How can i modify step 3 section of code, to visualize several objects in the image?

%% Step 1: Define Paths and Initialize Data
% Define paths to train, test, and valid folders
baseFolder = 'C:\Users\grace\Downloads\dataset';
folders = {'train', 'test', 'valid'};
% Initialize a structure to store data tables for each set
datasetTables = struct();
% Iterate over each dataset folder (train, test, valid)
for f = 1:numel(folders)
datasetFolder = fullfile(baseFolder, folders{f});
% Step 1: Load class names from _darknet.labels (only need to load once)
if f == 1
labelFilePath = fullfile(datasetFolder, '_darknet.labels');
classNames = readlines(labelFilePath); % Read class names into a string array
disp('Class names in _darknet.labels:');
disp(classNames);
end
%AB
classNames = replace(classNames, " ", "_");
% Step 2: Create an ImageDatastore for images
imageFiles = dir(fullfile(datasetFolder, '*.jpg')); % Get all .jpg files
imagePaths = fullfile(datasetFolder, {imageFiles.name}); % Full paths to images
imds = imageDatastore(imagePaths); % Create ImageDatastore
% Step 3: Load annotations from .txt files
annotationFiles = dir(fullfile(datasetFolder, '*.txt')); % Get all .txt files
annotationFiles = annotationFiles(~strcmp({annotationFiles.name}, '_darknet.labels')); % Exclude _darknet.labels
annotationPaths = fullfile(datasetFolder, {annotationFiles.name}); % Full paths to annotations
% Initialize a cell array to store annotations
annotations = cell(numel(annotationPaths), 1);
% Read annotations from each .txt file
for i = 1:numel(annotationPaths)
fileID = fopen(annotationPaths{i}, 'r');
annotations{i} = fscanf(fileID, '%c'); % Read the entire file as text
fclose(fileID);
end
% Step 4: Verify alignment between images and annotations
[~, imageNames] = cellfun(@fileparts, imagePaths, 'UniformOutput', false);
[~, annotationNames] = cellfun(@fileparts, annotationPaths, 'UniformOutput', false);
if ~isequal(imageNames, annotationNames)
error('Image and annotation files in %s do not match. Check file names.', folders{f});
end
% Step 5: Prepare data table for this dataset
firstImage = imread(imagePaths{1});
imageSize = size(firstImage); % imageSize = [height, width, channels]

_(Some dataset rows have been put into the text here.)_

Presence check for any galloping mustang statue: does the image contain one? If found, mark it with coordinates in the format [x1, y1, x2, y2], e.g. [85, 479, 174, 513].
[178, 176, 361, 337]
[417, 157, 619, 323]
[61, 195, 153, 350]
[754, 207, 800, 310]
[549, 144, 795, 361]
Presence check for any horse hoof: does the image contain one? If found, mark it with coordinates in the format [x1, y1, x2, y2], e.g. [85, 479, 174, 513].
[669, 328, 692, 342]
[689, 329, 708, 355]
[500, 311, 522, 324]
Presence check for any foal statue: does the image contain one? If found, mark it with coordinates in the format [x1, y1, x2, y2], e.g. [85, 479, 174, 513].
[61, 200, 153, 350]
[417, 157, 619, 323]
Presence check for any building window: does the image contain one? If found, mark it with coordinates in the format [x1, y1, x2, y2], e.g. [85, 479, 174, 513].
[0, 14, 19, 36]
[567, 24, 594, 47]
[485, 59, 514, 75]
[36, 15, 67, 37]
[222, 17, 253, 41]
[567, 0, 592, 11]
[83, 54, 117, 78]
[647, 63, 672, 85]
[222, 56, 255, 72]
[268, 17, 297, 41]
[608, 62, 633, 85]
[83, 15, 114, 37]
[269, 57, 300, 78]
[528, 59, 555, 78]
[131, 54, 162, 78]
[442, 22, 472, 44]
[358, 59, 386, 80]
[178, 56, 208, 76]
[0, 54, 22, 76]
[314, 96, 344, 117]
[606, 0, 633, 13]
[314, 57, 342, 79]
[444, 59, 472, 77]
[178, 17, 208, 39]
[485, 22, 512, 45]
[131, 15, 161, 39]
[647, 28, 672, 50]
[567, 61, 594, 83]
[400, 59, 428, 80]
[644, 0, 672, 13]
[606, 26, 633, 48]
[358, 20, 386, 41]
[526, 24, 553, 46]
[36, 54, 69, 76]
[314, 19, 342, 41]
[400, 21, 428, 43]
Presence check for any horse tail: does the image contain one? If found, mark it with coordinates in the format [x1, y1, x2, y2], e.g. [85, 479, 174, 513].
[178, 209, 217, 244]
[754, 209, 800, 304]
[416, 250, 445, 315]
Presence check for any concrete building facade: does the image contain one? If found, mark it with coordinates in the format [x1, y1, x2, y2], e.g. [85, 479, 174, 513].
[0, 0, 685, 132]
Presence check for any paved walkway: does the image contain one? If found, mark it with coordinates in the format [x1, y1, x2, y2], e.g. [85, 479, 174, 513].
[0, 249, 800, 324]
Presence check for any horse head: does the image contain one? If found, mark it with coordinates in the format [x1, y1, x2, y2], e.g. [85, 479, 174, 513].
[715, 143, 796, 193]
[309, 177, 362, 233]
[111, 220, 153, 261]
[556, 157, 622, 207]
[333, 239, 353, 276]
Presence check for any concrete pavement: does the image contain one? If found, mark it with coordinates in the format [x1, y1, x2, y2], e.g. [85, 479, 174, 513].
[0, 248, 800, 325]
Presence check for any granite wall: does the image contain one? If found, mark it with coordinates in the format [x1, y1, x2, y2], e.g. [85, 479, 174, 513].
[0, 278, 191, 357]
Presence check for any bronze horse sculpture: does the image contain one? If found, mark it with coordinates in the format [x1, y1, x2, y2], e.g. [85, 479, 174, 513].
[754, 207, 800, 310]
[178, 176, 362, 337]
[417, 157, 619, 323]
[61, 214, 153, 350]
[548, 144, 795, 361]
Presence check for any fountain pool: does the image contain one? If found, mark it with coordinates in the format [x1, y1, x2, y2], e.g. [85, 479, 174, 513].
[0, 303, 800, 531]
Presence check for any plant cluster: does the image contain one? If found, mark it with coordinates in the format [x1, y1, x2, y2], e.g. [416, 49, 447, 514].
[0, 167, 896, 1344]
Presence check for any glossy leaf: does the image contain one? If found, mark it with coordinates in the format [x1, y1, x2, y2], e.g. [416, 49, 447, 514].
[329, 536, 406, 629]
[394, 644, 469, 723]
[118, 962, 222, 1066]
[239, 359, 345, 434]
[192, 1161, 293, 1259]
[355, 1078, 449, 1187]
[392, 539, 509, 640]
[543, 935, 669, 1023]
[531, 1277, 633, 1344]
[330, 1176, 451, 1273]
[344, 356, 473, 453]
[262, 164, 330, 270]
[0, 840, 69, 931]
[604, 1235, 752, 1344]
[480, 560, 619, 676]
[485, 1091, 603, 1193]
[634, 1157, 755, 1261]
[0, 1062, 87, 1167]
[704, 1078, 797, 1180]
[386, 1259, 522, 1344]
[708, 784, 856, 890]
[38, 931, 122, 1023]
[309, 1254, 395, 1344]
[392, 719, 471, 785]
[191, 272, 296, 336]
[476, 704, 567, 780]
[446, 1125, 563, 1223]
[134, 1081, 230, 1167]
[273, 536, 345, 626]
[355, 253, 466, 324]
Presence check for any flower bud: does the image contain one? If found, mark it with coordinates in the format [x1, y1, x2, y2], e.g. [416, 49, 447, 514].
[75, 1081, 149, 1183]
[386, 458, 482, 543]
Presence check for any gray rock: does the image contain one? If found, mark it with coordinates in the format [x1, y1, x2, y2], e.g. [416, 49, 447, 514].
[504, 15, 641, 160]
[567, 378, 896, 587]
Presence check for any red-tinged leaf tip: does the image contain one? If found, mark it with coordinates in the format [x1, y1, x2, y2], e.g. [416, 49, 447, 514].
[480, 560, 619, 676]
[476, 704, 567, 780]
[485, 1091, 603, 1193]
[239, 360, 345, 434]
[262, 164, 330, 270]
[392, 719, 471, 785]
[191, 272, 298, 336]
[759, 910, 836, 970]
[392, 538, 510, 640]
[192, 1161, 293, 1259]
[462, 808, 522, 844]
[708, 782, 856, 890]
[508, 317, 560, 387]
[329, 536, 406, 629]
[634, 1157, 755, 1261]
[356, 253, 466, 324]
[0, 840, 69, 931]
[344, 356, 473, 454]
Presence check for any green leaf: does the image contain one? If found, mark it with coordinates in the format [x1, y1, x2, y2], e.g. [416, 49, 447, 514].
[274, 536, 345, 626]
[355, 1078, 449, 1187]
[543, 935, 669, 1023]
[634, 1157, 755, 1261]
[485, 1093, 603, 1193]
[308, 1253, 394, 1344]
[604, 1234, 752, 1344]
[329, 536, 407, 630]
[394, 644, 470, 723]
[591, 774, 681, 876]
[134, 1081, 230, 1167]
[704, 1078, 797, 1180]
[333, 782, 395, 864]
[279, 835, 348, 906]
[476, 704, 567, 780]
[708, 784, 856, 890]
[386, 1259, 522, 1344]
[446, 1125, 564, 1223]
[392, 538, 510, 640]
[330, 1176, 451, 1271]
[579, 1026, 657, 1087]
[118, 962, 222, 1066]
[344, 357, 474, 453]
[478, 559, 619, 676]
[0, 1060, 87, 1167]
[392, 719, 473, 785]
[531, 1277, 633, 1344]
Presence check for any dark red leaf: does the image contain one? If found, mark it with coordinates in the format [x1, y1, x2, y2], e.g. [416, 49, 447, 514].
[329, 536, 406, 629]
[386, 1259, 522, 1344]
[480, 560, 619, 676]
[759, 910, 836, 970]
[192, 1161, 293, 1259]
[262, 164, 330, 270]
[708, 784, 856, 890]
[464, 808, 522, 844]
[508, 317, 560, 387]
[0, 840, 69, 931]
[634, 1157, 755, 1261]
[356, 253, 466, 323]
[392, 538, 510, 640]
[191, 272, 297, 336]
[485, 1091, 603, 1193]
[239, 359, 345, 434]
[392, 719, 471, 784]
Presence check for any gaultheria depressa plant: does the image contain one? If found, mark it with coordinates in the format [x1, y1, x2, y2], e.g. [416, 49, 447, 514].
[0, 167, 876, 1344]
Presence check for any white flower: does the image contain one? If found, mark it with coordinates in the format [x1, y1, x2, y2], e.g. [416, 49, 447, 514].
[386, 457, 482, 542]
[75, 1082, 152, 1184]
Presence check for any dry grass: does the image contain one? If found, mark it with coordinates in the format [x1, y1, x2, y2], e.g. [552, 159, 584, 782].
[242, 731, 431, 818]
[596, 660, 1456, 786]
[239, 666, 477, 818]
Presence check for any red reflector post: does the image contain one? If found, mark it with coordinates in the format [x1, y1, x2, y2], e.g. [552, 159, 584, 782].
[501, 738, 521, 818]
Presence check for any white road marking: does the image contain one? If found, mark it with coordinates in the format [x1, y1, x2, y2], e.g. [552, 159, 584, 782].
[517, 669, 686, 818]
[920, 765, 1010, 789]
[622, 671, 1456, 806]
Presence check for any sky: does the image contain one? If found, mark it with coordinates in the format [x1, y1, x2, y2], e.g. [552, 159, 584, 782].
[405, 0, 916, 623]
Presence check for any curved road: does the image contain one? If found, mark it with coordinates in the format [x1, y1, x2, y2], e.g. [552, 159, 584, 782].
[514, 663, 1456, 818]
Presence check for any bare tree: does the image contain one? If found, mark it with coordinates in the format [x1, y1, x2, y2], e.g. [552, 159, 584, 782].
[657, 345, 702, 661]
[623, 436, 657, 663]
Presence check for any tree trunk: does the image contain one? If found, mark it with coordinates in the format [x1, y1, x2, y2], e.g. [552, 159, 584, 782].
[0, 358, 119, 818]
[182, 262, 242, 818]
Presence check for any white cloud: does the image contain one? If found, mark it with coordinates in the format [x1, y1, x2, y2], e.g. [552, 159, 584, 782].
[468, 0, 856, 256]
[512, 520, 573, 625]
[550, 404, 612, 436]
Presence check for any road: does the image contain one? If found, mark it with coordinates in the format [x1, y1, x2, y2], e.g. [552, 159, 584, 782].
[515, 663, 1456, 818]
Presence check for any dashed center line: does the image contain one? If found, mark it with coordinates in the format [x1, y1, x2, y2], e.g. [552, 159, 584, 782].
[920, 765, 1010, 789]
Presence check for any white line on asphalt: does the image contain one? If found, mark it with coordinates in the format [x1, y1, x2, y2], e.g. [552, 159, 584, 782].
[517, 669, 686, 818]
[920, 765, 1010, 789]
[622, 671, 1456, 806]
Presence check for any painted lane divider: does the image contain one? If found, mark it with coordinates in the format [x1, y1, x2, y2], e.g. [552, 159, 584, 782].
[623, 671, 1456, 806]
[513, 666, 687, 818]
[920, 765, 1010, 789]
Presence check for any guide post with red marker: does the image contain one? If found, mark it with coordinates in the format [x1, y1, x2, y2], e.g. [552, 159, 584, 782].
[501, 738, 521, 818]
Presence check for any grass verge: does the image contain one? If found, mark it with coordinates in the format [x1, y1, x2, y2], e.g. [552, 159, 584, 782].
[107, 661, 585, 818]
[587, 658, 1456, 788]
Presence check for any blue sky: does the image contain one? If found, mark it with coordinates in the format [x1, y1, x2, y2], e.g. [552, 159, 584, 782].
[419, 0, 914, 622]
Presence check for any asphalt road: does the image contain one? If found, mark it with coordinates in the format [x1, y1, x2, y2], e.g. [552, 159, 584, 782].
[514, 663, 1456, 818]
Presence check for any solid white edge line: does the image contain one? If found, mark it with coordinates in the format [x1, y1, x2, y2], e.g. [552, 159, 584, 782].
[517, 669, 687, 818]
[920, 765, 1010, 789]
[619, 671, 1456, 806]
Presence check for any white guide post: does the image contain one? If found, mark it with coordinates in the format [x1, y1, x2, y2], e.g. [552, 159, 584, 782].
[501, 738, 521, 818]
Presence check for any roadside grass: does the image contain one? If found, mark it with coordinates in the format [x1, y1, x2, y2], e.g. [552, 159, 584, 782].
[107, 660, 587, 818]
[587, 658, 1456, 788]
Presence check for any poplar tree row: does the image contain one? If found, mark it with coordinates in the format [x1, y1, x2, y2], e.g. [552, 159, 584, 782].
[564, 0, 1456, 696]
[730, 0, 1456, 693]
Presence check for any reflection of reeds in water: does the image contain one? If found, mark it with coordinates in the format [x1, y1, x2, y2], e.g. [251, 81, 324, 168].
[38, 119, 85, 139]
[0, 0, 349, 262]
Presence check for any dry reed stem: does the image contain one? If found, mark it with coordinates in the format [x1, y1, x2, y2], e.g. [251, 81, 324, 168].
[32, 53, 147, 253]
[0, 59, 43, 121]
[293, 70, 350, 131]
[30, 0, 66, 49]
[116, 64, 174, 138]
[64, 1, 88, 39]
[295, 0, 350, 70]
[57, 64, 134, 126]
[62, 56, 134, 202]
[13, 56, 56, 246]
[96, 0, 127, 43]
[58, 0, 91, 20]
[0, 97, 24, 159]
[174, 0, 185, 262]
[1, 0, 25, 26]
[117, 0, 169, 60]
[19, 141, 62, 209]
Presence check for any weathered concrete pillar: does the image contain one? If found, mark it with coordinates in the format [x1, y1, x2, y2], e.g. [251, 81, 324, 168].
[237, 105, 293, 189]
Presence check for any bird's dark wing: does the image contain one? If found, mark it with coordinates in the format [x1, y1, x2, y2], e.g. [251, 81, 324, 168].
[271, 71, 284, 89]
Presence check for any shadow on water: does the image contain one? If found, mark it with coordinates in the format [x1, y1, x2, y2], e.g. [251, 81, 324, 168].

imageSize = imageSize(1:2); % Extract only height and width
% Initialize a table to store image file names, bounding boxes, and labels
% @ABAssume classNames is an Mx1 string array
M = numel(classNames);
% Define variable names: 'imageFilename' followed by class names
variableNames = ["imageFilename", classNames']; % Convert to row for concatenation
% Define variable types: first column as 'string', the rest as 'cell'
variableTypes = ["string", repmat("cell", 1, M)];
% Create the table
data = table('Size', [numel(imagePaths), M+1], ...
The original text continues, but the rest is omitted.